The role of the extracorporeal circuit in the trapping and degranulation of platelets.

BACKGROUND

Although platelet (PLT) activation and degranulation are well-known phenomena during hemodialysis (HD), controversies still exist about their nature and origin.

METHODS

PLT characteristics [PLT numbers, mean PLT volume (MPV), PLT distribution width (PDW), PLT large cell ratio (p-LCR), immature PLT fraction] and activation status [CD62p expression, platelet factor 4 (PF4) and beta-thromboglobulin (BTG) plasma levels] were estimated in 19 patients before and during HD. Blood was sampled from both the afferent and efferent lines. Additionally, the influence of low-molecular-weight heparin (LMWH) on PF4 and BTG concentrations was analyzed.

RESULTS

CD62p expression increased in the extracorporeal circuit (ECC) in the first 30 min.
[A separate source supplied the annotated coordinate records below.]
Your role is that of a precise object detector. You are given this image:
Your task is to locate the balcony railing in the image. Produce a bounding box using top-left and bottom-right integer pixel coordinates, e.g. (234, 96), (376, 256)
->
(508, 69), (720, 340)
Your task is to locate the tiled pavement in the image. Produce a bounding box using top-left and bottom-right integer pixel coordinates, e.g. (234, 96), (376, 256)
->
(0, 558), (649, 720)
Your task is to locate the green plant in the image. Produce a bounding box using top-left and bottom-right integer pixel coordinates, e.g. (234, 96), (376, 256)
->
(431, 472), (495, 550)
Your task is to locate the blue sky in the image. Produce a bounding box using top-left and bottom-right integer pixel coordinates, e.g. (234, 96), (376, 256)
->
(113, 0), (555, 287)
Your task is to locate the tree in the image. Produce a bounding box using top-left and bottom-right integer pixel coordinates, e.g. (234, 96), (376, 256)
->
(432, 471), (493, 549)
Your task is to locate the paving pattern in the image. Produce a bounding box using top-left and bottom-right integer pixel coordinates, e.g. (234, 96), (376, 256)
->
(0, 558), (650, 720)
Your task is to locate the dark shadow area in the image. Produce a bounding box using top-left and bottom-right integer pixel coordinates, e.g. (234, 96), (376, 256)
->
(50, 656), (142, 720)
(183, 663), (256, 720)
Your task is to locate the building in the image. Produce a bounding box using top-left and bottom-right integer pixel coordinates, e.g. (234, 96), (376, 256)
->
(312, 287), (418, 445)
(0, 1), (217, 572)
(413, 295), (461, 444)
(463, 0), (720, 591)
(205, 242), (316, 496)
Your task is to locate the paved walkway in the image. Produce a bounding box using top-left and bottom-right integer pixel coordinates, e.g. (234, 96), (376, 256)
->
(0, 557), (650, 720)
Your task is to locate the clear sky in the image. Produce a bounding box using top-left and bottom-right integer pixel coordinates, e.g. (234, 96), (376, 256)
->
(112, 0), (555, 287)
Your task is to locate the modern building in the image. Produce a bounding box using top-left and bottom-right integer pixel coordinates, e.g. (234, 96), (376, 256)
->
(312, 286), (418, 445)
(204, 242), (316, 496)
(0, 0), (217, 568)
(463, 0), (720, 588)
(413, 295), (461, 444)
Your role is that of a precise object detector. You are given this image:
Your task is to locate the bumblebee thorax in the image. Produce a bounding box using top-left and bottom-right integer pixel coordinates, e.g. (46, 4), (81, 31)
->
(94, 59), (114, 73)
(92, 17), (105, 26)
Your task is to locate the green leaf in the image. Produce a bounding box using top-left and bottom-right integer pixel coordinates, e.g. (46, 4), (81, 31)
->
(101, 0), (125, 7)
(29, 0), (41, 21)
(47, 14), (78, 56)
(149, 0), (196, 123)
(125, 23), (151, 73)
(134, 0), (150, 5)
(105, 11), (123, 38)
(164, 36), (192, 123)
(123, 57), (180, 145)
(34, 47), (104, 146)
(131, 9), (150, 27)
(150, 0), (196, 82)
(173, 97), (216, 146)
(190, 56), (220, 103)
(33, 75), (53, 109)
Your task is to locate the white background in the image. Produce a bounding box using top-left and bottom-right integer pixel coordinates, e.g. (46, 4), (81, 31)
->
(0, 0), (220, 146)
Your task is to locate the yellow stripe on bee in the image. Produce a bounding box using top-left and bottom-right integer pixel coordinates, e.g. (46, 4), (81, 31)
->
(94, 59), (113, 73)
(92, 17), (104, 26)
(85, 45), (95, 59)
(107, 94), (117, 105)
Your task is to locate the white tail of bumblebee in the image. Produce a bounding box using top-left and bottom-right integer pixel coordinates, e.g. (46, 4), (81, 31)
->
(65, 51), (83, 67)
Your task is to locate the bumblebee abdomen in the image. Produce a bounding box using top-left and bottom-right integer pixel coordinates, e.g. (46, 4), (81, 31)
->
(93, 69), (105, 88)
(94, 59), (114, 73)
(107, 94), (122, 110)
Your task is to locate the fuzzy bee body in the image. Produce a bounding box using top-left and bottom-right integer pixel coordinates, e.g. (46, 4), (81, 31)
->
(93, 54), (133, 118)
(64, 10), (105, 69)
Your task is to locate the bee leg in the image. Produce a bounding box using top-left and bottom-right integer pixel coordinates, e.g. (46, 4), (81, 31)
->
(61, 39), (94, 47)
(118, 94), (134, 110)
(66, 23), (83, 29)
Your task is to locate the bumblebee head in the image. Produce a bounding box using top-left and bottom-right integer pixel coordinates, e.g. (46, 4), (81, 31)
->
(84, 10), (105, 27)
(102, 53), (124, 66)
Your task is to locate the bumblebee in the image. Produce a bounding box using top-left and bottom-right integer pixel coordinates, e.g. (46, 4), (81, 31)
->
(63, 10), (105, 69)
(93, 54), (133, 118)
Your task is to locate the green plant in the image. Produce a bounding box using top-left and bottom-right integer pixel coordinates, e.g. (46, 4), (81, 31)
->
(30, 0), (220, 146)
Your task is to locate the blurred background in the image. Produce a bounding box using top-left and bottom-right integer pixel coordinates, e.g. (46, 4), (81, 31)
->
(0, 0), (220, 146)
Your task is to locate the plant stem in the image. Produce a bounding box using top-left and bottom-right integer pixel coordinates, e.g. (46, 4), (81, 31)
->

Simultaneously, PLT numbers dropped markedly within the ECC. MPV, PDW and p-LCR decreased over time. Like CD62p expression, BTG reached peak values at t30, was exclusively released within the ECC and was not influenced by the application of LMWH. In contrast, PF4 was significantly released outside the ECC in response to LMWH.

CONCLUSIONS

PLTs are predominantly activated within the ECC and not on a remote distance. PLTs stick to the ECC, particularly after first passage. BTG is an appropriate marker for HD-induced PLT degranulation, whereas PF4 originates from both activated PLTs and LMWH-induced detachment from the endothelium. PLTs are not exhausted due to the repetitive stimulation of clinical HD. Hence, dialysis modalities with longer duration or greater frequency may be associated with a less beneficial PLT activation profile, which may counteract their clinical benefits.